Le résultat de ce travail minutieux est plus que satisfaisant : une embarcation entièrement naturelle, pratiquement imputrescible (l’écorce de bouleau et le cèdre possèdent cet avantage) et très légère. On la manœuvre habituellement agenouillé au fond. Elle est bien sûr plus fragile face aux rochers qui peuvent la déchirer. Toutefois, la nature faisant bien les choses, le matériel nécessaire à sa réparation se trouve dans la forêt : pièces d’écorce, gomme d’épinette et racines. D’ailleurs, on transportait autrefois ces fournitures essentielles lors des voyages, au cas où les zones traversées n’offriraient pas de telles commodités (Grand Nord, Prairies).
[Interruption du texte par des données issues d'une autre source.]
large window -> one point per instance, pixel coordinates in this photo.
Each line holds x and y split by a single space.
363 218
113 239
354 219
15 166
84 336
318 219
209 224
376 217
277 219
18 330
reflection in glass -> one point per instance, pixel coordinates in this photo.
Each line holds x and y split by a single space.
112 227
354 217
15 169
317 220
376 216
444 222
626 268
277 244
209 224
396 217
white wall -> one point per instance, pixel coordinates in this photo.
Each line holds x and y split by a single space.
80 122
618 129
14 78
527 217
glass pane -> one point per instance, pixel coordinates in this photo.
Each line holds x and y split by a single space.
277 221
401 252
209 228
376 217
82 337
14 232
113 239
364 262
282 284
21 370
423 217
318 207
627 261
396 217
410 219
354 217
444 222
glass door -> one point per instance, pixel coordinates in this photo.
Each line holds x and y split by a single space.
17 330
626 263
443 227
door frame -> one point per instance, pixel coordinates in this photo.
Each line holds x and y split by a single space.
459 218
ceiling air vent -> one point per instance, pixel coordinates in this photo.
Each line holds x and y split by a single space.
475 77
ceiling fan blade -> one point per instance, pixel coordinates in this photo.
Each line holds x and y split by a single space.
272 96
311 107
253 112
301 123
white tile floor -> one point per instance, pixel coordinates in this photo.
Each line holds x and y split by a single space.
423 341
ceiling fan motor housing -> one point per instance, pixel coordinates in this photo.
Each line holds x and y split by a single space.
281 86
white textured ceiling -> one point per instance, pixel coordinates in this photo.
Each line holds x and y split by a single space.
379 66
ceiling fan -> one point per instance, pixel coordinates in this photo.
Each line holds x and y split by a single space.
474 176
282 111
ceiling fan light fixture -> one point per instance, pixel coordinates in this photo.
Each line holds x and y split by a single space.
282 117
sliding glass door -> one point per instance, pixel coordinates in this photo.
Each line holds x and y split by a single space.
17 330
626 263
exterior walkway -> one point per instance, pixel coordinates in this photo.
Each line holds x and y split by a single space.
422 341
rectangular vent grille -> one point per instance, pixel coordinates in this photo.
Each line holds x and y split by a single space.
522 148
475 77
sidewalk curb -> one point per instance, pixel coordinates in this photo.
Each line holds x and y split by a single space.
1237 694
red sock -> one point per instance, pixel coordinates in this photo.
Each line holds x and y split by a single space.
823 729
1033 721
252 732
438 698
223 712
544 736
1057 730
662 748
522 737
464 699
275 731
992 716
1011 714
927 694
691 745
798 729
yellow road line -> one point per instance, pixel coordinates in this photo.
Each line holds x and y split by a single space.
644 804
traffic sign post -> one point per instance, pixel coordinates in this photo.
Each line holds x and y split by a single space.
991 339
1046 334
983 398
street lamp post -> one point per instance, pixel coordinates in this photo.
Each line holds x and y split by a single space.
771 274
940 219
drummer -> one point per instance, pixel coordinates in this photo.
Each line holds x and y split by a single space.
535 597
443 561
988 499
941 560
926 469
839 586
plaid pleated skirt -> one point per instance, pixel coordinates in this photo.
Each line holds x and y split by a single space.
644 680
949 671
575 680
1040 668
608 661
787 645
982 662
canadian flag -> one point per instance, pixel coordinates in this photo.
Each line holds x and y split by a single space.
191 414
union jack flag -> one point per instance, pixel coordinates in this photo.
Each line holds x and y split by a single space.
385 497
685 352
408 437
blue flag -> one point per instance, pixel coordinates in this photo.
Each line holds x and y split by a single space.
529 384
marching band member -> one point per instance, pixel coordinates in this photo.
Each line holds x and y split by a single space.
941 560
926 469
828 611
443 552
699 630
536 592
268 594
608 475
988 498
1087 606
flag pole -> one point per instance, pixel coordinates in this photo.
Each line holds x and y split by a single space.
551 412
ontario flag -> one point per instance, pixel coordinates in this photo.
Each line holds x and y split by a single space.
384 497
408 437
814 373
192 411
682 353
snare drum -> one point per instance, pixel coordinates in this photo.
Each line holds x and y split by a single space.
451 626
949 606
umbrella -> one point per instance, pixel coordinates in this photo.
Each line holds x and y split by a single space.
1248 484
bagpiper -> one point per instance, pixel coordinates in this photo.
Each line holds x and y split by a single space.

Oui, le canot d’écorce est plus fragile, plus « versant »…

Mais c’est pourtant à son bord que le continent a été traversé maintes et maintes fois…

Références:

« César et son canot d’écorce » Film de Bernard Gosselin. 1971. ONF Fabrication d’un canot par César Newashish, Atikamekw de Manouane

Le canot d'écorce à Weymontaching par C. Guy (1970) Édité par le Musée canadien des civilisations (épuisé).